To solve this problem, we can use a data structure known as a Hash Table. Basically, Hash Tables are used for optimally searching, setting, and getting key value pairs. In this problem, using a Hash Table is important for storing past results that we can use later in our for loop. By sacrificing this extra little bit of memory, we can write an O(N) time complexity solution for the problem.

Specifically, we want to find the difference between the target and the current value we’re evaluating in the given array. This difference value is a number we need to find in the future to form a pair that equals the given target. Our Hash Table’s keys will be set to this difference, while our values will be set to our current index for use later. For example, if our first element in the array is 1, and our target is 5, then we would store {4:1}.
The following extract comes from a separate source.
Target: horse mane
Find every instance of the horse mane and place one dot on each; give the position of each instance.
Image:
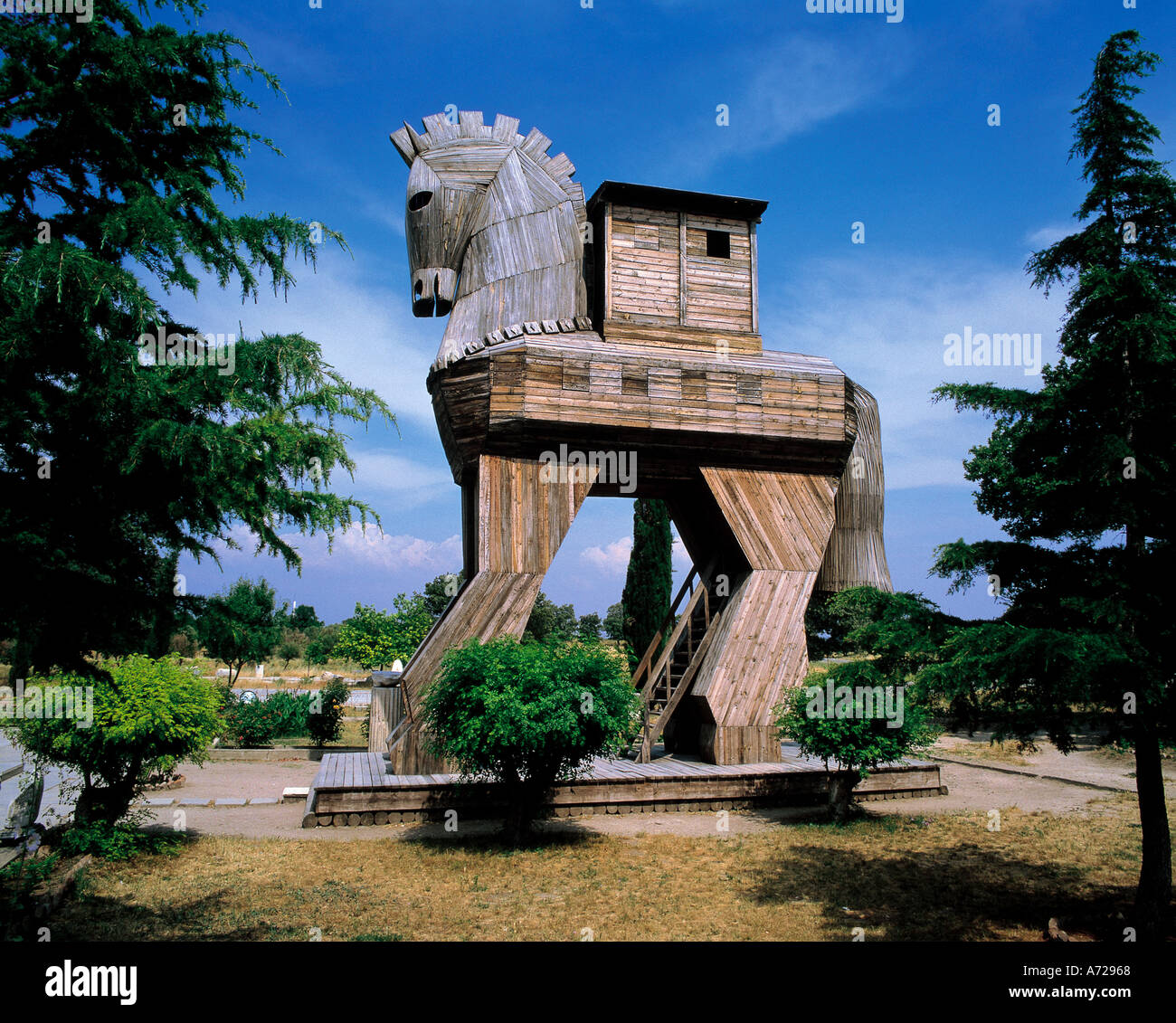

We continue scanning through the given array, whilst recording our difference key and our index values along the way. If we ever come across a value in the given array that happens to equal a key stored inside of our hash table, we then know we have found a matching pair that equals target. We can then return the current index we are checking, alongside our previous index already stored inside of our Hash Table. Back to our above example, if we have {4:1} in our Hash Table, and we found a 4 further in the array, we can return our current index along with the past index we’ve stored in the Hash Table.

TLDR:

Using a Hash Table to store the needed future value along with the past Index. Then if we hit the required future value further in the array, we can return our past Index, along with the current index.